Resistance spreads b/c enterococci are common and adept at conjugative transfer of plasmids/transposons. Increasing dependence on vancomycin and cephalosporins in ICUs selected for increase in VRE in these settings. VRE acquired a mobile genetic element that allows organism to detect Vancomycin (glycopeptide antibiotic) and express an altered stem peptide that still allows for cross-linking but reduces affinity for vancomycin by 1000-fold.
91
Name the most likely pathogen and treatment: | Diarrhea after eating raw poultry products.
Salmonella enterica and Campylobacter jejuni. ORS/supportive care.
92
Name the most likely pathogen and treatment: A child with watery diarrhea. Has a pet snake.
Salmonella.
93
Name the most likely pathogen and treatment: | Watery diarrhea in a traveler to a developing country.
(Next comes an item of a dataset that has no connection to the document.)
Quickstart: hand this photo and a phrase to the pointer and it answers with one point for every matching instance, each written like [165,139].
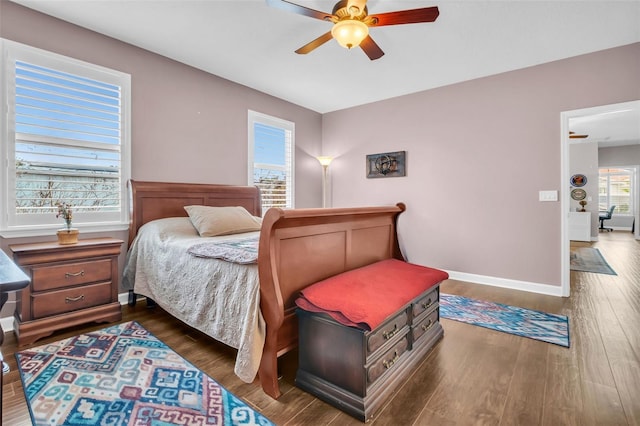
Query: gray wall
[187,125]
[478,152]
ETEC. (mild version). Traveler's diarrhea. Supportive care.
94
Name the most likely pathogen and treatment: Gram-positive catheter-related infection in an elderly ICU patient on vancomycin and 3rd generation cephalosporin.
VRE. Vancomycin Resistant Enterococcus faecium. Treat with? Gentamycin/streptamycin.
95
Name the most likely pathogen and treatment: | Bloody diarrhea in the same patient a week after completing antibiotic treatment.
Clostridium difficile. Treat with Vancomycin or Flagyl (metronidazole).
96
Name the most likely pathogen and treatment: A 30 year old recent immigrant from Turkey with epigastric pain and evidence of blood in his stool.
Helicobacter pylori. Evidence of blood in stool... not diarrhea. Treat with combination therapy and proton pump inhibitor.
97
Name the most likely pathogen and treatment: Ascending paralysis 10 days following a bout of watery diarrhea.
Guillain-Barré syndrome. Campylobacter jejuni.
98
Name the most likely pathogen and treatment: 14 days of daily fevers in a second-year medical student recently back from spending summer in India. Constipated. Rose spots.
Typhoid fever. Salmonella Typhi. Treat with Ampicillin, Ceftriaxone, or Ciprofloxacin.